WASHINGTON — The Biden administration is vowing to use all the tools at its disposal to protect abortion access after the Supreme Court last month said states could ban the procedure. One potential tool is ensuring women can get so-called abortion pills, no matter where they live. Some Texas Republicans call that federal overreach. 

“This administration has shown almost nothing but open hostility to states like Texas, who, under our Constitution, have the clear authority to regulate in this area, especially in the practice of medicine, and in health care,” said state Rep. Brian Harrison, R-Waxahachie. “This is well established under the Constitution. So I’m looking at ways to fortify our existing statutes that protect life in the state of Texas.” 

Harrison was a chief of staff at the U.S. Department of Health and Human Services under former President Donald Trump. Harrison said he and Rep. Tom Oliverson, R-Houston, intend to file legislation next session to strengthen Texas’ current ban on most abortions by going at state licensure laws. 

“What our bill is trying to do primarily is to protect Texas, to protect our laws and the babies that they are saving from authoritarian overreaches by unelected officials in the federal government,” Harrison said. “At the end of the day, my bill is really as much, or perhaps even more, about federalism.” 

But the current HHS Secretary Xavier Becerra said the U.S. Food and Drug Administration already has evaluated medication abortion for safety and efficacy and issued its approval. 

“As a result, those prescriptions are available to women. We’re going to do everything we can to continue to protect a woman’s right to access that care that she needs. The Supreme Court’s decision did not terminate a woman’s rights altogether. It made it more difficult without a doubt in certain states,” Becerra said.

When asked to respond to how some Texas Republicans are poised to challenge that federal authority, Becerra told Capital Tonight, “Texas is under the same obligation to obey the law, and so we’ll make sure that where we have authorities, we will do everything we can to make sure women have access to the care they need. How that plays out, it’s a new world, we’ll figure it out. As I’ve said before, there’s no magic bullet.”  

In this post Roe v. Wade era, it is unclear if states have the authority to prohibit drugs approved the FDA.

Joanna Grossman, the Ellen K. Solender Endowed Chair in Women and the Law at Southern Methodist University’s Dedman School of Law, said there largely has not been precedent for it.

“The availability of medication abortion is going to be the thing that the anti-abortion movement finds hardest to deal with, because if people can terminate a pregnancy by acquiring and ingesting pills, which most people can do safely and effectively, that’s just very, very hard for states to stop,” Grossman said. 

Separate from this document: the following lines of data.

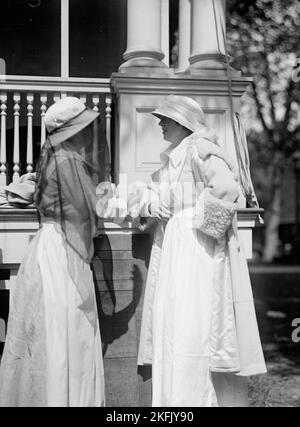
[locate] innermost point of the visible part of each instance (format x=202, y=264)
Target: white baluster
x=43, y=112
x=29, y=158
x=96, y=100
x=17, y=100
x=56, y=97
x=3, y=100
x=83, y=98
x=108, y=101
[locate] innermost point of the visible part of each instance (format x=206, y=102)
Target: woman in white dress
x=199, y=328
x=53, y=355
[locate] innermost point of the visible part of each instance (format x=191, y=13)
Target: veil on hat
x=67, y=175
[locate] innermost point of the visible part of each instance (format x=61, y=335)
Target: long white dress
x=188, y=330
x=53, y=354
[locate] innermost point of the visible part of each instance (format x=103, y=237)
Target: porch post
x=208, y=34
x=184, y=48
x=64, y=38
x=143, y=35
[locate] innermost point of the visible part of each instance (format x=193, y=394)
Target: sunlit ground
x=277, y=295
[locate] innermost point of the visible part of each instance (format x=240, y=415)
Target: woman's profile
x=52, y=354
x=199, y=328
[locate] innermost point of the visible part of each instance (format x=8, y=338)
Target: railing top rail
x=54, y=84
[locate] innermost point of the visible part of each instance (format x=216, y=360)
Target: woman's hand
x=159, y=210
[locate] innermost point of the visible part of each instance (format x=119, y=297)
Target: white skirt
x=74, y=354
x=53, y=354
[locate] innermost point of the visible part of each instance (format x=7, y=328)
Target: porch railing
x=23, y=104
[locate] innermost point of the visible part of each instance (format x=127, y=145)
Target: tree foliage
x=263, y=40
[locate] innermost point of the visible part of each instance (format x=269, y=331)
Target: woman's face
x=172, y=131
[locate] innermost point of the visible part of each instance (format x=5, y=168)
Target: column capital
x=143, y=36
x=208, y=35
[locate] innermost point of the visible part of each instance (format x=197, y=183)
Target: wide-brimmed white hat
x=183, y=110
x=67, y=117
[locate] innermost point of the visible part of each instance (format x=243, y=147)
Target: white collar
x=175, y=155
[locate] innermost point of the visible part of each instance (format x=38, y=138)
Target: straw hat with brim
x=21, y=193
x=183, y=110
x=66, y=118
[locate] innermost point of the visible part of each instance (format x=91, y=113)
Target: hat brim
x=176, y=118
x=74, y=126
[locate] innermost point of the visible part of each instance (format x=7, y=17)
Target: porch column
x=208, y=34
x=184, y=41
x=143, y=35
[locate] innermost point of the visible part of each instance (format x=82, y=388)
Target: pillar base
x=143, y=58
x=208, y=61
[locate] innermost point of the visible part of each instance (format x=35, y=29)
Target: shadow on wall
x=4, y=307
x=114, y=324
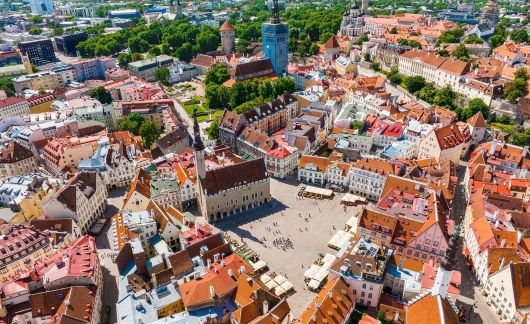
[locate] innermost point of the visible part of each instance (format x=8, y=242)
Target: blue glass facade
x=274, y=37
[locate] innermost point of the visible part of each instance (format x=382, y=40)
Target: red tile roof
x=223, y=278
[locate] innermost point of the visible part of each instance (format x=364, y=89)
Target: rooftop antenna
x=275, y=12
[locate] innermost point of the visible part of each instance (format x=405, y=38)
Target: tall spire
x=275, y=12
x=198, y=145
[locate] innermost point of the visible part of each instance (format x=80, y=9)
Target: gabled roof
x=227, y=26
x=521, y=283
x=333, y=304
x=234, y=175
x=477, y=120
x=196, y=293
x=433, y=310
x=332, y=42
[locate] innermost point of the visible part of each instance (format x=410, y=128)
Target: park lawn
x=215, y=114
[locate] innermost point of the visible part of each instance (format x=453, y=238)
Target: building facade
x=275, y=36
x=40, y=51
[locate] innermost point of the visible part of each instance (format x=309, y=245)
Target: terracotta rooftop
x=433, y=310
x=333, y=304
x=221, y=276
x=227, y=26
x=14, y=152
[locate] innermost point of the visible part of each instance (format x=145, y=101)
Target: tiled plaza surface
x=309, y=238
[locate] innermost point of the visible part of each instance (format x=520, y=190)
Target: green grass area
x=202, y=109
x=503, y=127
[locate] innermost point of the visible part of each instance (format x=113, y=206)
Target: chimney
x=265, y=307
x=441, y=283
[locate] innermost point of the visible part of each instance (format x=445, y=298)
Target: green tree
x=376, y=66
x=497, y=40
x=515, y=90
x=57, y=31
x=155, y=51
x=414, y=83
x=213, y=130
x=362, y=39
x=131, y=123
x=101, y=50
x=218, y=74
x=427, y=93
x=185, y=52
x=149, y=132
x=124, y=59
x=443, y=52
x=460, y=52
x=366, y=57
x=102, y=95
x=522, y=73
x=242, y=46
x=138, y=45
x=208, y=41
x=473, y=39
x=36, y=19
x=445, y=97
x=519, y=36
x=313, y=49
x=35, y=30
x=409, y=42
x=6, y=84
x=357, y=124
x=474, y=106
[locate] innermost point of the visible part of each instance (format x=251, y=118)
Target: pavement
x=104, y=243
x=309, y=238
x=470, y=295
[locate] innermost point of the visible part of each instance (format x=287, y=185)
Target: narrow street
x=470, y=297
x=104, y=243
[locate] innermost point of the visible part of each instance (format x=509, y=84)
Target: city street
x=104, y=244
x=309, y=238
x=469, y=291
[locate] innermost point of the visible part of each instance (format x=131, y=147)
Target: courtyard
x=308, y=224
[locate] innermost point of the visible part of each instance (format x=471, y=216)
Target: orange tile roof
x=433, y=310
x=499, y=257
x=483, y=234
x=521, y=283
x=477, y=120
x=334, y=303
x=196, y=293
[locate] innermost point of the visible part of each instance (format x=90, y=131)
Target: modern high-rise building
x=41, y=7
x=39, y=52
x=274, y=37
x=228, y=37
x=67, y=44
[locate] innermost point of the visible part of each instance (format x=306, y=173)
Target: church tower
x=228, y=37
x=178, y=12
x=198, y=148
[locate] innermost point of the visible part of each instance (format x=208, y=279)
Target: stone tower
x=198, y=148
x=178, y=11
x=364, y=7
x=228, y=37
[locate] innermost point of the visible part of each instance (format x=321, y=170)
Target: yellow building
x=41, y=103
x=30, y=208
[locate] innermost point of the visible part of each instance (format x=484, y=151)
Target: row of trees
x=179, y=38
x=137, y=125
x=443, y=97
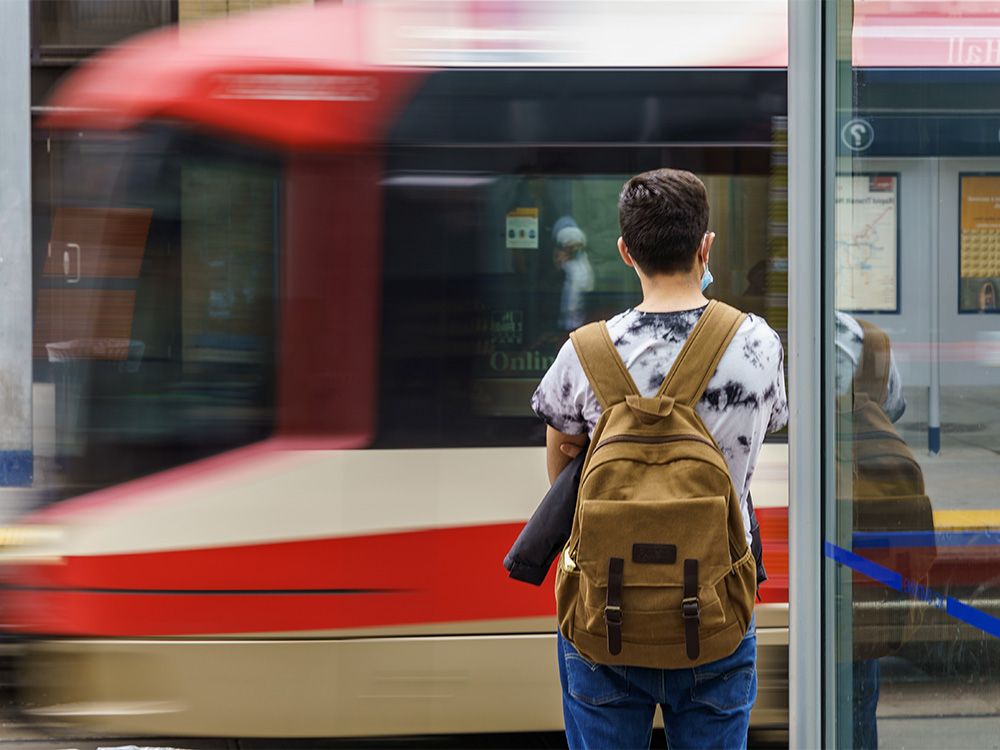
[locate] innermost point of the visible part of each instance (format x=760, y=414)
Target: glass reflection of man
x=987, y=297
x=888, y=496
x=578, y=275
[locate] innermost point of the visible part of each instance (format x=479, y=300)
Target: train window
x=155, y=303
x=479, y=295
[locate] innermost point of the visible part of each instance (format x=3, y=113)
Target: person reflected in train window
x=886, y=490
x=663, y=217
x=987, y=297
x=570, y=255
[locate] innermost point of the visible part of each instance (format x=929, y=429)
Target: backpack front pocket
x=654, y=540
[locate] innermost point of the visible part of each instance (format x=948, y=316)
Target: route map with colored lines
x=866, y=237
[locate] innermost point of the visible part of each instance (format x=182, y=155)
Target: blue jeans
x=704, y=707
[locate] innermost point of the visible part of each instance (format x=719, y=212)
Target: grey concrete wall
x=15, y=245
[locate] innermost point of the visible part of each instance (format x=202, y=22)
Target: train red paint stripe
x=434, y=576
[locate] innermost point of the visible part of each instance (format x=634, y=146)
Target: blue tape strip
x=893, y=539
x=890, y=578
x=16, y=468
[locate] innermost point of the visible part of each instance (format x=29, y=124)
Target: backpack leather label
x=654, y=554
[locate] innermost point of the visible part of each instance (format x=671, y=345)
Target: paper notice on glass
x=522, y=229
x=866, y=236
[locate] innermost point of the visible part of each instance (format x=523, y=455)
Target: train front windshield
x=155, y=303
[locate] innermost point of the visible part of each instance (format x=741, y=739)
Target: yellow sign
x=980, y=243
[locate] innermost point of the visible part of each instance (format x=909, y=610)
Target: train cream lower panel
x=272, y=491
x=318, y=687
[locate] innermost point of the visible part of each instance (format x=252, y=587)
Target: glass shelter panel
x=912, y=271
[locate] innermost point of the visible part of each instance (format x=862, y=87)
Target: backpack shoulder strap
x=602, y=364
x=702, y=352
x=872, y=375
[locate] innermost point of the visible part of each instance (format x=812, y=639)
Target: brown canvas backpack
x=885, y=488
x=657, y=571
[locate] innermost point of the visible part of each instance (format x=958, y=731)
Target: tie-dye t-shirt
x=744, y=400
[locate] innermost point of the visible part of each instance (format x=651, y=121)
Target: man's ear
x=706, y=247
x=623, y=251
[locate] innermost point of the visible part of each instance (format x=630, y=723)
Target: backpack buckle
x=690, y=610
x=613, y=615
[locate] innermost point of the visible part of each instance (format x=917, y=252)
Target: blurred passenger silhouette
x=880, y=478
x=578, y=275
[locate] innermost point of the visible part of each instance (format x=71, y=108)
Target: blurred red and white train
x=295, y=290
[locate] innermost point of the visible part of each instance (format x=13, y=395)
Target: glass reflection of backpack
x=887, y=493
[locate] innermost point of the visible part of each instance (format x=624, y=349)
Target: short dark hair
x=663, y=215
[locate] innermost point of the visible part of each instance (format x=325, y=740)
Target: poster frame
x=958, y=259
x=895, y=310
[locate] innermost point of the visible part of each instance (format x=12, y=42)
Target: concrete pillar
x=15, y=245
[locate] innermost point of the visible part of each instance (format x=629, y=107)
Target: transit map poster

Attorney General Merrick Garland has also said states cannot ban certain medications for abortion “based on disagreements with the FDA’s expert judgment over its safety and efficacy.” But that leaves open the question whether states can ban such medications simply because those pills would cause abortions. 

“Could the state ban it because it, for example, thinks it is immoral to use the pills in this way? It believes they’re safe and believes they would effectively terminate a pregnancy, but it does not believe people should have the right to terminate a pregnancy,” Grossman said. “Ultimately, it’s a question of state versus federal power. And in this new, post-Roe world, we just don’t know how those battle lines are going to be drawn.” 

So, it appears it is one more abortion issue headed to the courts to sort out.